Freidhager: Aber die Frage ist, das ist die berühmte Unsicherheit bei Durchschnittswerten. Es gibt den berühmten Vergleich: Eine Hand habe ich im Ofen und eine im Tiefkühlschrank. Im Schnitt bin ich bei 5 Grad, aber leider bin ich tot, weil ja die Verteilung eine Riesenrolle spielt. Wenn ich im Sommer Starkniederschläge habe und der Niederschlag auf ausgetrockneten Boden fällt und 80 Prozent fließen oberflächlich ab, weil der Boden das ja gar nicht aufnehmen kann, dann habe ich das Match verloren. Zwar statistisch gesehen übers Jahr 800 Millimeter Niederschlag, aber für die Pflanze verfügbar sind nur 400 Millimeter.

Matulla: Absolut richtig! Im Burgenland, in der Ostregion, das ist die Region Österreichs mit dem geringsten Niederschlag, also mit 500 bis 600 Millimetern. Und da muss man schauen, und das machen auch die Leute, dass man den Humus auf den Böden anreichert, damit der Niederschlag, der nicht mehr in vielen Ereignissen fallen wird, sondern in weniger Ereignissen, die dafür heftiger sind. Wenn ich da keinen Boden habe, der die Möglichkeit hat, das aufzunehmen, dann gibt es Probleme.

Freidhager: Es gibt keinen klassischen Landregen mehr, wo es eine Woche lang so gemütlich dahin regnet. Dann hört er ein paar Stunden auf, dann fängt er wieder an.

Matulla: Dieser Trend scheint sich fortzusetzen. Wir kriegen die gleiche Summe, aber in heftigeren und „wenigeren“ Events. Das fordert den Boden heraus. Der Boden ist ein wichtiger Speicher, nicht nur für CO2, sondern auch für Wasser, Feinstaub usw.

Gletscher sind auch Wasserspeicher. Wird sich das auch auf die Wälder auswirken, wenn die Gletscher einmal weg sind?

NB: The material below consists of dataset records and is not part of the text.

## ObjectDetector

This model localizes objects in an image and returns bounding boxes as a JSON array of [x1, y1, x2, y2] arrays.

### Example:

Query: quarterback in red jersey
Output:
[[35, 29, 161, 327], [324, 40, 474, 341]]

Matulla: Wir sprechen von der Gletscherspende im Sommer, dass also die Gewässer versorgt werden mit geschmolzenem Schnee und Eis. Das wird sicher einen Einfluss haben. Aber ganz so groß sind die Gebiete in Österreich nicht, die von der Gletscherschmelze abhängig sind.Gerade in der Waldwirtschaft. Das würde ich nicht hochprioritär bewerten.

Simons: Für die Gewässer ist es ein Thema. Der Gletscherschwund wirkt sich auf den Zustand der Gewässer und auf die Gewässerökologie aus, auf die Alpenflüsse und Alpenbäche, aber für den Wald entscheidender, glaube ich auch, sind Dinge wie Niederschlag und Temperatur.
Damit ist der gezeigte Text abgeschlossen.